Por tanto, Manuel Ruiz «Queco» (que así se llamaba el astuto productor), decidió usar el mismo sistema que había usado muchos años antes un clásico músico de rock llamado Little Richard en una canción titulada «Tutti Frutti». Little Richard, en esa canción, había sustituido el estribillo por una onomatopeya rítmica casi impronunciable que, representada en una serie escrita, resultaba algo tan incomprensible como: «Awopbopaloobop Alopbamboom!» (secuencia fonética que luego usaría el periodista Nick Cohn para titular uno de sus libros). El mensaje implícito de la onomatopeya venía a ser que no importaba la letra, porque en el rock de Little Richard lo verdaderamente importante era el baile.

A pesar de la complicación fonética –o más bien precisamente gracias a ella– la canción fue un hit. La siempre misteriosa afición de los humanos por las adivinanzas y los trabalenguas hizo que la audiencia se pirrara por aprender a pronunciar la secuencia sin equivocarse y la popularidad de la canción creciera geométricamente hasta convertirse en un hit.

Portada del disco Aserejé de Las Ketchup
Portada del disco Aserejé de Las KetchupLas Ketchup

Así que Queco, siguiendo la misma línea en el 2001, buscó una secuencia fonética aún más larga y no menos incomprensible y para ello se inspiró en una de las primeras canciones de un género que nació cuando él era joven en los ochenta: el rap. El resultado batió claramente en longitud a la secuencia de Little Richard con la siguiente línea fonética que consistía nada menos que en: «Aserejé, já dejé, dejebetú dejébere, sebi unouba, majabi an de bugui, an de buguidipí». El trabalenguas correspondía simplemente a intentar la pronunciación en fonética española de la primera estrofa en inglés de uno de los primeros temas de rap que inauguraron el género en los ochenta: el «Rapper’s Delight» de Sugar Hill Gang. La letra no mencionaba en ningún momento a bikinis, arenas, mar o playas. Pero tampoco le hacía falta, porque las imágenes de videoclip que obligatoriamente la acompañaron para venderla, contenían todos los tópicos, solo que visualmente.
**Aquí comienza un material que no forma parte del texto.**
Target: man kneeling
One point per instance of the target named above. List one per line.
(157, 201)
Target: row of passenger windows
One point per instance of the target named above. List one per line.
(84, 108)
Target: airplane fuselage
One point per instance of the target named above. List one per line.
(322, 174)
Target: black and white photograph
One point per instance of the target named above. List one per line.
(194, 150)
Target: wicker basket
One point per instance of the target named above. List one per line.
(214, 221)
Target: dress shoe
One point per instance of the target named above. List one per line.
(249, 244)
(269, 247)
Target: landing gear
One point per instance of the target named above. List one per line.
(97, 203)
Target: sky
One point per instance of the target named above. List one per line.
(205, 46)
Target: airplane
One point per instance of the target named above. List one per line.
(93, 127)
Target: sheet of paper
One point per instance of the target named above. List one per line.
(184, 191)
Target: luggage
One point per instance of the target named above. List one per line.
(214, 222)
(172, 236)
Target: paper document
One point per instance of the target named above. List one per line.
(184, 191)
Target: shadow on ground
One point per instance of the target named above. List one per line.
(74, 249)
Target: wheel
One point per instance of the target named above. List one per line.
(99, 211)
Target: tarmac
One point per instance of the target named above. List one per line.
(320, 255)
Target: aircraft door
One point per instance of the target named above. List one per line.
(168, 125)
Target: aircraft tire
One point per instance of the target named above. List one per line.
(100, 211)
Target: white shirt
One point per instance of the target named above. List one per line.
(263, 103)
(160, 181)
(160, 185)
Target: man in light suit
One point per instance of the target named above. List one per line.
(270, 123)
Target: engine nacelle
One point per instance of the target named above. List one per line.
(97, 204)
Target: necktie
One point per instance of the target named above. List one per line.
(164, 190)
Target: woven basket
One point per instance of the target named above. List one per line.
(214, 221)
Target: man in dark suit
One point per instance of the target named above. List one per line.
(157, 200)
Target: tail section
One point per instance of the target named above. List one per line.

El vídeo estaba lleno de playas al borde del mar, barras al aire libre, suculentos planos de la parte inferoposterior del bikini de las señoras y pubis agitándose como cocteleras.

La mezcla del audio fonético con el visual playero resultó irresistible. «Aserejé» llegó a número uno en más de veinte países, y vendió más de ocho millones de copias. En el verano del 2001, todo el mundo probó fortuna en intentar memorizar y pronunciar el trabalenguas del estribillo. Unos con mayor fortuna y otros fracasando estrepitosamente. Curiosamente, en líneas generales, ellas solían tener más facilidad para hacerlo que ellos (o mayor interés en el juego).

Cuando el filósofo Jurgen Habermas habló por primera vez del consenso comunicativo es más que improbable que estuviera pensando, ni que fuera inconscientemente, en Little Richard y su famosa onomatopeya de la canción «Tutti Frutti». Y, por supuesto, aún menos en la letanía de estribillo del «Aserejé». Pero, en el fondo, describía algo parecido: ese misterioso atractivo que nos provoca reunirnos en torno al lenguaje.